Published: 26/05/2011

The updated OECD Guidelines for Multinational Enterprises were officially adopted in Paris on May 25, opening up new potential for unions to make use of the procedures. The updated Guidelines contain a new chapter detailing their application to supply chains and to forms of business relationships which have previously shielded companies from responsibility and accountability, such as licensing and franchising arrangements. A new chapter on human rights specifies a broader range of human rights instruments to serve as a reference for corporate behavior than was the case earlier. And the employment chapter – the one most used by trade unions in bringing complaints under the OECD procedures – has been broadened to include important elements from the ILO Tripartite Declaration on Multinational Enterprises and Social Policy.

The IUF was closely involved at every stage in the update process, as well as in the elaboration of the Guiding Principles on Business and Human Rights elaborated by the UN Special Representative on Business and Human Rights, John Ruggie, which served as the reference for key sections of the update. The Trade Union Advisory Committee to the OECD (TUAC) deserves the appreciation of the labour movement and its allies for the commitment and skill which they applied to ensuring maximum union input throughout the process, work which was critical to achieving an update that was actually an improvement.

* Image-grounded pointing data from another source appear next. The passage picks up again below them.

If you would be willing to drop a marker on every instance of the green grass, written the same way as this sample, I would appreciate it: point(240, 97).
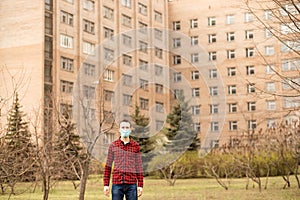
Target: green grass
point(187, 189)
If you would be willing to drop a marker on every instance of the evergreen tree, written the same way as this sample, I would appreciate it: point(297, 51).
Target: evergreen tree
point(19, 161)
point(180, 133)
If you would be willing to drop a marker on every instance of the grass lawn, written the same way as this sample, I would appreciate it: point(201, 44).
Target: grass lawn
point(187, 189)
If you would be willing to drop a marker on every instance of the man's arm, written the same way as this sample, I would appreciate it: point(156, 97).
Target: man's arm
point(139, 168)
point(107, 170)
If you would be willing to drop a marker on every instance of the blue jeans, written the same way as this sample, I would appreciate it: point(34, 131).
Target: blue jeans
point(120, 190)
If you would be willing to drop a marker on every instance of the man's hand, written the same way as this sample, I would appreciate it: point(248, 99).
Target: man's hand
point(106, 191)
point(140, 191)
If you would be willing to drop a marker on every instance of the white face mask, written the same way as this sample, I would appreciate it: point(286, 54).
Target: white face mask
point(125, 133)
point(125, 129)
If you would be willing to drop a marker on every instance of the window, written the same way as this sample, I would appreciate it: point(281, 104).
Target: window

The Guidelines remain very much a work in progress. Effective use of the Guidelines has always been hampered by their textual ambiguity (now at least partially remedied) and in practice by the studied refusal of key National Contact Points to apply them in an even-handed manner – or to even apply them at all. The updated Guidelines offer some improvements in this area but lack the firm rules of procedure which unions had insisted from the start of the update process was the key to making them work. Unions seeking to effectively make use of the Guidelines will have to continue pushing so that the system of National Contact Points functions as it should. The IUF’s experience with the Guidelines, frustrating as it has been at many times and in many places, has shown that it can be worth the push.